Auch Europa hat nicht widersprochen, ungeachtet all seiner großen Ziele für eine umweltfreundliche Entwicklung. Ein Kompromiss, mit dem alle irgendwie leben könnten, heißt es jetzt, das sei immer noch besser als gar keiner. Auch glauben die Europäer ernstlich, der Kompromiss rette den Multilateralismus im Umweltschutz - die gemeinsame Reaktion der Staaten auf Probleme wie den Klimaschutz, die alle gleichermaßen angehen.

Allianzen von Vorreitern notwendig

Das Gegenteil ist der Fall. Wenn sich alle Staaten gemeinsam ohne große Verhandlungen mit dem kleinsten gemeinsamen Nenner zufriedengeben, wenn sie schon nicht mehr über das Notwendige streiten, weil ihnen das gerade noch Machbare genug erscheint, dann stehen alle Tore offen. Dann braucht es auch keine Gipfel mit 50.000 Teilnehmern mehr, denn Beschlüsse von solcher Unverbindlichkeit kann jeder Staat genauso gut für sich fassen. Dazu braucht es Rio nicht.

Umgekehrt wird es nun mehr als bisher auf Allianzen von Vorreitern ankommen. Die Europäer, auch die afrikanischen Staaten, können mit diesem Ergebnis nicht zufrieden sein. Gemeinsam könnten sie in den verbleibenden beiden Tagen in Rio einzelne Themen ein letztes Mal aufrufen, etwa die Bildung einer UN-Umweltorganisation oder den Schutz der Weltmeere - auch wenn die Verhandlungen über das Schlussdokument für beendet erklärt sind. So zumindest könnten sie verhindern, mit ganz leeren Händen heimzureisen. Die Erfolgsaussichten freilich sind bescheiden.

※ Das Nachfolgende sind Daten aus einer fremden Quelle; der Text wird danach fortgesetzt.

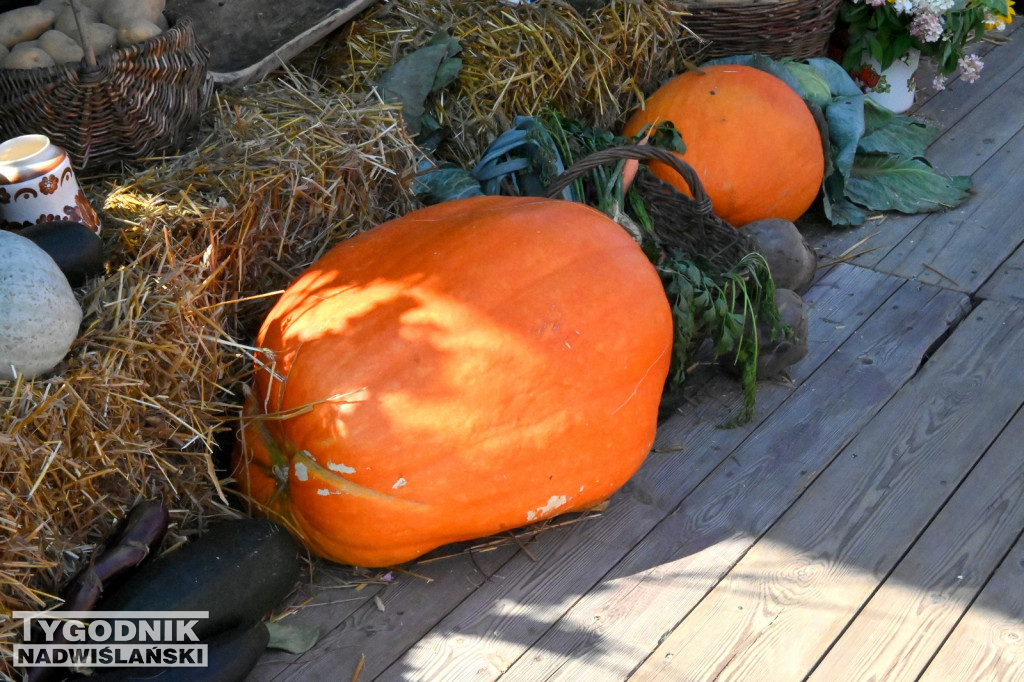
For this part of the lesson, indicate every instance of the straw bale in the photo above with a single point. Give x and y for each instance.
(516, 59)
(199, 247)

Letzte Hoffnung: "grünes Wachstum"

Auch werden diejenigen Staaten, denen eine nachhaltige, generationengerechte Entwicklung tatsächlich am Herzen liegt, enger zusammenarbeiten müssen, sich stärker vernetzen müssen. Zumindest dafür ist die Rio-Konferenz das richtige Forum. Auf kollektive Einsicht der Weltgemeinschaft aber brauchen sie nicht zu warten; nach diesem Gipfel noch weniger als vorher.

Für eine weiter wachsende Weltbevölkerung bleibt somit nur die Hoffnung auf den Durchbruch jener "grünen Produkte", die nicht nur die Umwelt schützen, sondern sich auch noch rechnen. Seien es neue Werkstoffe aus nachwachsenden Rohstoffen, energiesparende Verfahren, erneuerbare Energien oder Elektroautos, die mit ebendiesen fahren. Das Abschlussdokument hat dafür sogar ein eigenes Kapitel - "grünes Wachstum". Wortreich legt es die Chancen einer Wirtschaftsweise dar, die auch den Schutz begrenzter Ressourcen in den Blick nimmt.

Was sich die Staaten unter diesem grünen Wachstum genau vorstellen, ob und wie sie es voranbringen wollen, das bleibt ihnen in diesem Kompromisspapier freilich ganz selbst überlassen. So präsentiert sich die Weltgemeinschaft, in Rio 2012: Von allem etwas, aber nichts richtig - und in jedem Fall zu wenig.